In the meantime, however, it is clear that the intervention has had some catastrophic consequences. The bandits let loose and sanctioned by the Americans, French and Canadians, have destroyed the health, educational and democratic systems of Haiti—such as they were. More important for the latest disaster, they destroyed the Civil Defense structure, the network which would have warned Haitians of impending disaster and which would have at least attempted to rescue those worst affected. It is likely that had this organization been in existence instead of in hiding from the interim government’s murderous heroes, so many would not have died.

But it is also clear that the Americans, Canadians and French do not believe that the Haitians are entitled to the same rights as other human beings. Perhaps, using their renowned scientific expertise and prowess, they have once again figured out what precise degree of humanity is possessed by each Haitian, and perhaps by each Jamaican and Trinidadian also.

That, of course, would explain why it is not necessary for anyone to discover what really happened on February 29, when President Aristide was posted to the Central African Republic as “cargo” in a CIA plane which just happened to be on hand when the U.S. Ambassador, Mr. Foley, decided to pay a call on the President before dawn one morning.
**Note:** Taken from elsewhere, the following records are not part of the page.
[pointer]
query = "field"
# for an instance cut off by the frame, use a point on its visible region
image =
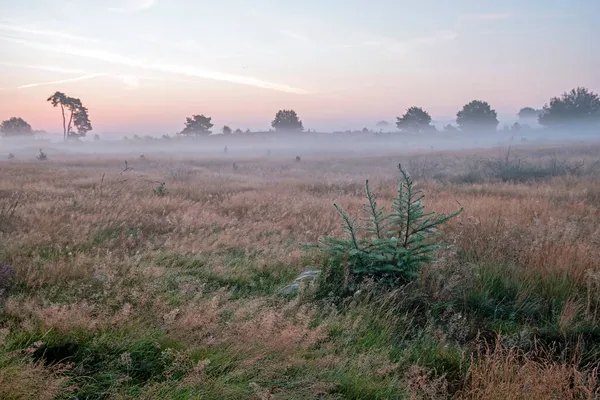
(163, 281)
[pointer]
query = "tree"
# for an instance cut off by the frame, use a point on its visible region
(287, 120)
(78, 115)
(450, 128)
(15, 126)
(394, 245)
(477, 116)
(529, 113)
(414, 120)
(580, 105)
(197, 125)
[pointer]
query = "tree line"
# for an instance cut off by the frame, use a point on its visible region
(579, 106)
Perhaps it may explain why various Caribbean leaders are content to watch the Haitians die without being able to organize to help themselves, because of course, the Haitians are “hapless” and not 100 percent human.

It may not have occurred to our leaders that in condemning the Haitians to “haplessness,” they are in fact, recognizing that the United States has the right to legalize a new class of human being, one without rights—like the thousands locked away in Abu Ghraib, Guantanamo and a host of secret dungeons around the world.

It may not have occurred to our leaders that in acquiescing to this foul doctrine they are not only condemning Haitians to death but they are condemning themselves and us. It may not have occurred to them that in their acquiescence they are occupying the same moral ground once inhabited by such as Pierre Laval, Vidkun Quisling, Pol Pot and the Africans who sold their brothers into slavery .

But, as the West Indies cricket team has proved, in some cases, leaders are expendable. When the Laras, the Pattersons and the Owen Arthurs fail us, there may be others on whom we can depend to defend the hapless and the wretched of the earth.


John Maxwell of the University of the West Indies (UWI) is a veteran Jamaican journalist and author of How to Make Our Own News: A Primer for Environmentalists and Journalists.